Einen Moment brauchen wir, um zu begreifen.
"Natürlich," sagt Fahlenbeek, "das Ventil! Ein Ruheventil! Ohne Strom ist es zu!"
Ich balanciere mich über den schrägen Boden der Zentrale zu Carola hin, was durch die finstere Beleuchtung nicht unbedingt einfacher wird:
"Carola! Was ist denn? Heul doch nicht - die Tastatur korrodiert nur! Hast du nicht gehört, was sie eben gesagt hat?"
Carola blickt auf.
"Ja." fahre ich fort, "Du hast zwar das Herz des Schiffes angehalten. Aber die Pore ist zu - wir haben einen Aufschub!"
Sie scheint es immer noch nicht zu glauben.

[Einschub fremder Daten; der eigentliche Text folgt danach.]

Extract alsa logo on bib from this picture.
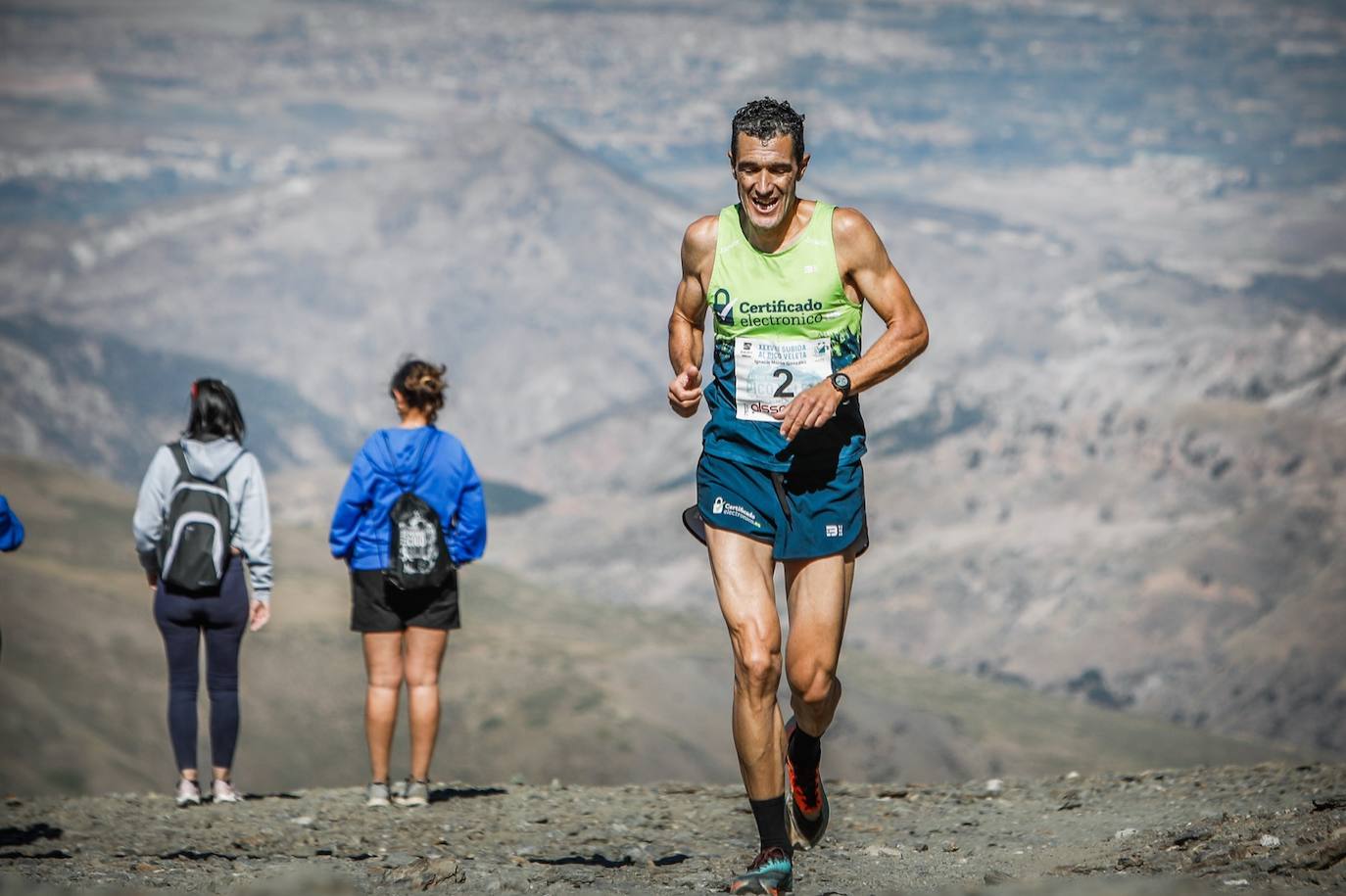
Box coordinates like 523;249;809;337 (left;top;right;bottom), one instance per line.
710;496;762;529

"6700 Meter sind es bis nach oben. Ein Druck von 684 Bar - und wir sind immer noch stärker. - Du hast das Schiff gerettet, Carola! - Fürs erste, jedenfalls."
"Du Arschloch." sagt sie.
Unlogisch - Frauen. Das hat man davon, wenn man das Prinzip verfolgt, Frauen nicht zu sehr zu loben, oder wenigstens immer nur mit Einschränkungen: Sie wollen vorbehaltslos gestreichelt werden. Alle.
Aber vielleicht hat sie recht. Wir haben jetzt bloß ein bißchen mehr Zeit - aber ob die reicht, Reaktor und Rechner wieder anzufahren, und danach all die anderen Systeme des Schiffes? Ohne dabei das Ventil da vorne wieder aufzumachen?
"Hörst du," sage ich, "du mußt jetzt durchatmen. Du erstickst nicht, das kommt dir jetzt nur so vor. Wegen dem Kohlendioxid. - Wir schaffen es schon. Wir müssen es schaffen!"
"Wegen des Kohlendioxides." sagt sie, "Genitiv." Sie richtet sich wieder auf: "Ich weiß aber nicht, wie man den Rechner auf die Batterien legt."
Es ist fast schon wieder beruhigend: Wenn Carola einem die Grammatik korrigiert, dann ist sie noch nicht am Durchdrehen.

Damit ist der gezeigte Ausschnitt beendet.